This Tao-project took almost 2 years, a lot longer than I expected though it doesn’t feel that long. I have learned a lot during this time and my life has changed in subtle ways. To live the Tao, to really contemplate and apply it to every moment of every day has been an interesting, if not always easy, experience. Sometimes I just felt tired and fed up, wanting to stop the whole project when I saw all the verses stretching out endlessly before me but I had made a decision and I stuck with it. For this I am both proud and grateful to myself, because this is about me and my life. Sharing it was a way to ensure that I wouldn’t stop half-way (been known to do that before). It is so easy to start something on a “high”, but with time it is not as “high” anymore and we all know how easy it is to stop if we are not held accountable in some way; this blog was my accountability.

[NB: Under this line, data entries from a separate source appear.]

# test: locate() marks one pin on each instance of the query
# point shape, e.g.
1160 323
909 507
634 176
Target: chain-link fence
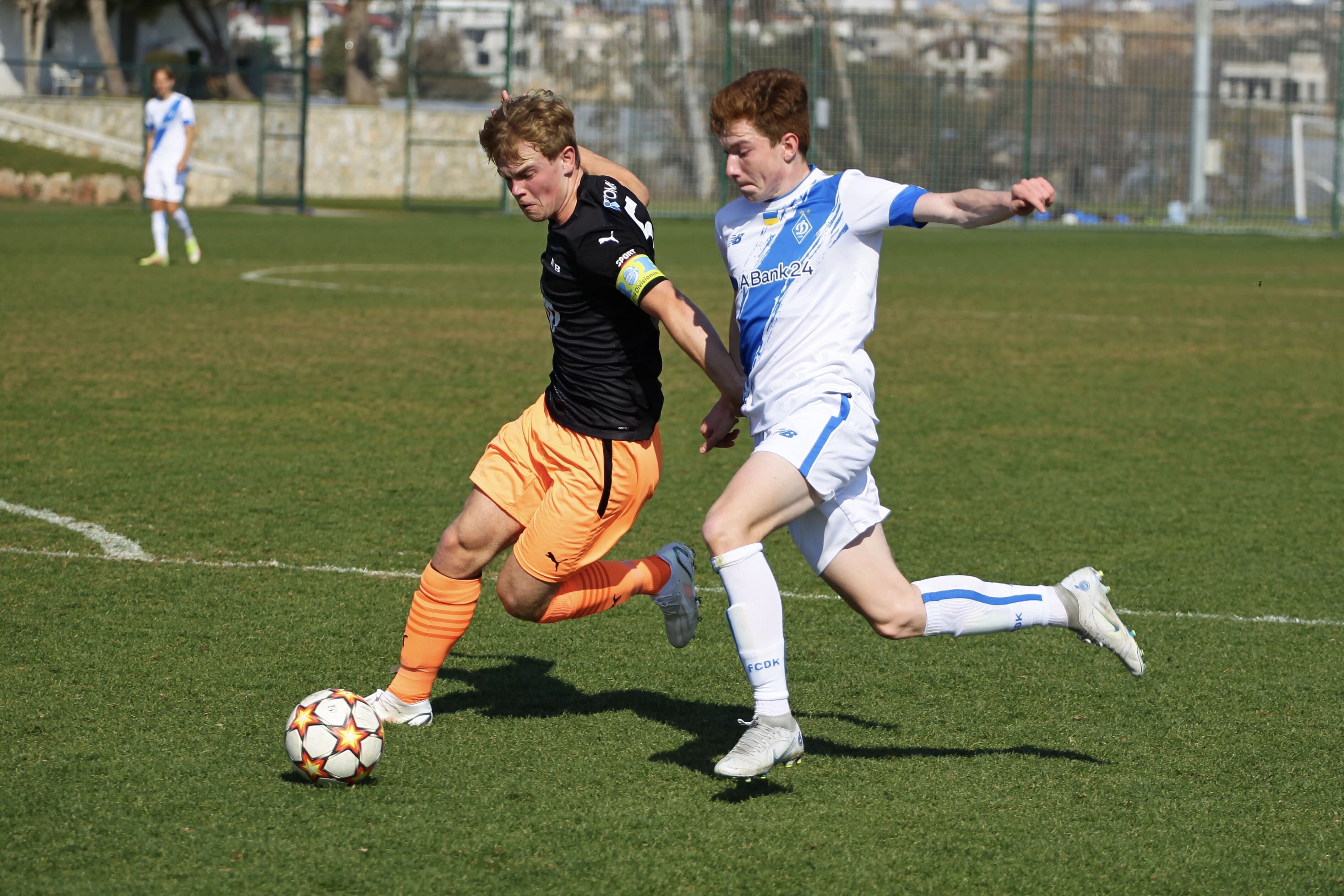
940 97
1099 99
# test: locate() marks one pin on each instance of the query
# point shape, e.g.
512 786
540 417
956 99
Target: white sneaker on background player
1097 620
392 711
767 742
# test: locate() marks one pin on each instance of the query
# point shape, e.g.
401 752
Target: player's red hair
775 101
538 117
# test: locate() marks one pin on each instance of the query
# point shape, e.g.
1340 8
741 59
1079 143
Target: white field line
268 276
713 589
1120 319
219 565
115 546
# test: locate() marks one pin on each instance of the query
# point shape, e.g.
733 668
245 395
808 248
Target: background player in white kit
803 249
170 132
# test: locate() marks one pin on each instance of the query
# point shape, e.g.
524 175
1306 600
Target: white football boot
681 608
767 742
1097 618
392 711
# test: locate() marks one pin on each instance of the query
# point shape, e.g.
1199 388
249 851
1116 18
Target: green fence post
728 80
508 84
1030 88
303 117
1339 125
410 107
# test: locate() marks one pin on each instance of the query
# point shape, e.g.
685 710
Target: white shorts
832 442
164 183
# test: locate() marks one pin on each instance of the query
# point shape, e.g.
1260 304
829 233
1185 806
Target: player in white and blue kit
170 134
803 249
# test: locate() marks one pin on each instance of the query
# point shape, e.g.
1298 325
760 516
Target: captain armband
636 276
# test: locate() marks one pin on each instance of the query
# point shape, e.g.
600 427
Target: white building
1297 84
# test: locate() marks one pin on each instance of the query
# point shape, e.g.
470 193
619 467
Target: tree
201 18
359 57
34 15
108 53
334 60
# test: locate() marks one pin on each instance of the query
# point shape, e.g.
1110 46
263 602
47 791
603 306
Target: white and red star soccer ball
334 737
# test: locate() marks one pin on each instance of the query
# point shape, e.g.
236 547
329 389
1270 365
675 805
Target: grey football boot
681 608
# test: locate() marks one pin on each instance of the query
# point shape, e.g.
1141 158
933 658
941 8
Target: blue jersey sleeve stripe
902 213
979 598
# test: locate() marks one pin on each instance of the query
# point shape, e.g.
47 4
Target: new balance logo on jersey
775 275
609 195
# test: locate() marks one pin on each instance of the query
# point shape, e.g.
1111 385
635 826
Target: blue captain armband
636 276
902 213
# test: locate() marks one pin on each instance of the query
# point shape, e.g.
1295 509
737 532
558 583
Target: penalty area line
219 565
406 574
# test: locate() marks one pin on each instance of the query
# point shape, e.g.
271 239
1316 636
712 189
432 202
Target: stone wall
353 151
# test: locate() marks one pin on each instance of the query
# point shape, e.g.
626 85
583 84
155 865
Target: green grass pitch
1166 408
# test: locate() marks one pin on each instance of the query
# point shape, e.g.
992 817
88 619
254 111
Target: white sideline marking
1120 319
115 546
404 574
219 565
268 276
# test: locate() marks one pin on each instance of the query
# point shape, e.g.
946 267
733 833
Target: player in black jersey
566 480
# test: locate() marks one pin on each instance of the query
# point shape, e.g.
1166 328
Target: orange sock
605 585
441 610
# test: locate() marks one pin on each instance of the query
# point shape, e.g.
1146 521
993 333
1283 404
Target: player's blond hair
775 101
537 117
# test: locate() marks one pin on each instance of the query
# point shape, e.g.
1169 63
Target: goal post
1315 166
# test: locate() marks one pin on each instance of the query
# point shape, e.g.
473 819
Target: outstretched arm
603 167
980 207
693 331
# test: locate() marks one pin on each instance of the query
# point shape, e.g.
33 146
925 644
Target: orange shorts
573 495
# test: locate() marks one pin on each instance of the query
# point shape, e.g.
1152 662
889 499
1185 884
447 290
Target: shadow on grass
525 688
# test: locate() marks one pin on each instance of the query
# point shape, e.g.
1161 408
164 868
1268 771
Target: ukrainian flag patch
636 276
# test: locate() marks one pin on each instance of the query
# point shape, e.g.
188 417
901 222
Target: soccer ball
334 737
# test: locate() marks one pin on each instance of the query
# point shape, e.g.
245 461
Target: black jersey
596 269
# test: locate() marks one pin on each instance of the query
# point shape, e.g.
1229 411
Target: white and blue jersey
804 268
167 121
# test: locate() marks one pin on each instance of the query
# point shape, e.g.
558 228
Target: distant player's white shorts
163 182
831 441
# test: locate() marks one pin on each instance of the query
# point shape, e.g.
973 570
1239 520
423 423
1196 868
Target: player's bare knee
722 532
455 556
898 628
519 604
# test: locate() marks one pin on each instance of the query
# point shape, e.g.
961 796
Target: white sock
159 228
962 605
181 217
756 617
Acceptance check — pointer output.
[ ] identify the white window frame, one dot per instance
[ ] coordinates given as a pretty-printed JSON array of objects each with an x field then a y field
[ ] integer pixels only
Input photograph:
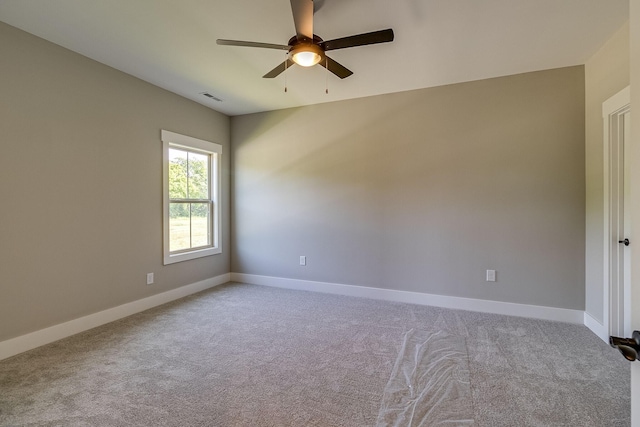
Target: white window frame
[{"x": 170, "y": 140}]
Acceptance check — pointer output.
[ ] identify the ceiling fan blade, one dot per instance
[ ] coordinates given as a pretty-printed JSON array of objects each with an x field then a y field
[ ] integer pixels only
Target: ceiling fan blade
[
  {"x": 279, "y": 69},
  {"x": 224, "y": 42},
  {"x": 303, "y": 18},
  {"x": 336, "y": 68},
  {"x": 382, "y": 36}
]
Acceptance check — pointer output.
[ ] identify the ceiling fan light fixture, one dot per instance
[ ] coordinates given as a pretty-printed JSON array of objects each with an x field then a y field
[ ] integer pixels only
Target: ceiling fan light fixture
[{"x": 306, "y": 55}]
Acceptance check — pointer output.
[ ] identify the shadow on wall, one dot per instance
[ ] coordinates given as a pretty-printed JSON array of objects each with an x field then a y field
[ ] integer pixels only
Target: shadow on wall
[{"x": 421, "y": 190}]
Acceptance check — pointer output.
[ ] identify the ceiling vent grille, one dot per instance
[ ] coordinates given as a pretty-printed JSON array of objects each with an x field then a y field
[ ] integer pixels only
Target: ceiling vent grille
[{"x": 208, "y": 95}]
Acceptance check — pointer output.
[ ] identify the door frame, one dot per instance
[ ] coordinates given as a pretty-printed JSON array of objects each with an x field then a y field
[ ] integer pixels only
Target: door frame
[{"x": 613, "y": 111}]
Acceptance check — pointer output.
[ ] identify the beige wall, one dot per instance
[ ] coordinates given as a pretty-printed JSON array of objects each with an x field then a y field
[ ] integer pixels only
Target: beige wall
[
  {"x": 81, "y": 185},
  {"x": 635, "y": 198},
  {"x": 606, "y": 73},
  {"x": 421, "y": 191}
]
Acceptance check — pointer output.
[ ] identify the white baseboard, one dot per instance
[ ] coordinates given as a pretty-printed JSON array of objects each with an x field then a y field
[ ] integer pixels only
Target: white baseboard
[
  {"x": 459, "y": 303},
  {"x": 35, "y": 339},
  {"x": 596, "y": 327}
]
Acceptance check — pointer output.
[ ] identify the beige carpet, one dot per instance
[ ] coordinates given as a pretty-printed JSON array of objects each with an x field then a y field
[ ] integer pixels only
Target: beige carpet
[{"x": 241, "y": 355}]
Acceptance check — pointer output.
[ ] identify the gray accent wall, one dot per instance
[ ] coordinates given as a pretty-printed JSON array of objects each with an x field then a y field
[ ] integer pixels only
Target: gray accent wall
[
  {"x": 421, "y": 191},
  {"x": 81, "y": 185},
  {"x": 606, "y": 73}
]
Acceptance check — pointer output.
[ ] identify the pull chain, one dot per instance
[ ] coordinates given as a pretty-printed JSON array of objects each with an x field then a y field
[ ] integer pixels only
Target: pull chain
[
  {"x": 326, "y": 79},
  {"x": 286, "y": 60}
]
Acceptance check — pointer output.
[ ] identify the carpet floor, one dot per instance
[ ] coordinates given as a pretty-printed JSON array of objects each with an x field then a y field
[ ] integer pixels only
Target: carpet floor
[{"x": 242, "y": 355}]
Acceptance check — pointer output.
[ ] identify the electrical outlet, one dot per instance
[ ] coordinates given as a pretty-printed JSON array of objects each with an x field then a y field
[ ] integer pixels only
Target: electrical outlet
[{"x": 491, "y": 275}]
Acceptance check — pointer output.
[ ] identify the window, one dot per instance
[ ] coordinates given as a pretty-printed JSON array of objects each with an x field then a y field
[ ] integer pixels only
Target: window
[{"x": 191, "y": 208}]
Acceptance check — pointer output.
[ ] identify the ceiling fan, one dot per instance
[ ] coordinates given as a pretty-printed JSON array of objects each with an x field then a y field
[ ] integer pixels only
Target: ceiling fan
[{"x": 307, "y": 49}]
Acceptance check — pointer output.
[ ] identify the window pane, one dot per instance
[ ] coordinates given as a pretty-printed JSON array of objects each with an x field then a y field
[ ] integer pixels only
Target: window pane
[
  {"x": 200, "y": 224},
  {"x": 179, "y": 227},
  {"x": 198, "y": 176},
  {"x": 178, "y": 172}
]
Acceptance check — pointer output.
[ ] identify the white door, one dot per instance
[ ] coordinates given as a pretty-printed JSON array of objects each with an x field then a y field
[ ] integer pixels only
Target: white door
[{"x": 617, "y": 225}]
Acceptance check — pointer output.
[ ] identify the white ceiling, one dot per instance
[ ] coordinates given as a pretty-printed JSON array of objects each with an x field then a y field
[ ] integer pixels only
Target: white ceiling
[{"x": 172, "y": 43}]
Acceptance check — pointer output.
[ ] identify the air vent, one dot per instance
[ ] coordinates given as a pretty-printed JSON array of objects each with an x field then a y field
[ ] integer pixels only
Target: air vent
[{"x": 208, "y": 95}]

Most of the things I found during this time were already there, stuff I have been pondering and working on for many years. The difference is that Iconsciously applied my “knowledge” to every situation, taking time to understand and watching the outcome. It’s been like school.
The greatest thing I learned, or rather finally started living, is Trust. Trusting in life, which I have never done before. It doesn’t come from the head, it’s not a mental or intellectual idea. It’s feelingsafe, trusting that all will always be well. I had some very difficult times during this project and I could see myself going from fear to trust over time and it was an amazing experience the first time my whole Self gave itself over to trust.
I have experienced miracles, love and pain deeper than the ocean. There has been disbelief and outright fear. My life has changed, not dramatically, but deeply. I have let go and I have received. I have learned things that have helped others along the way and I can truly say that I am now in myself. Life is beautiful!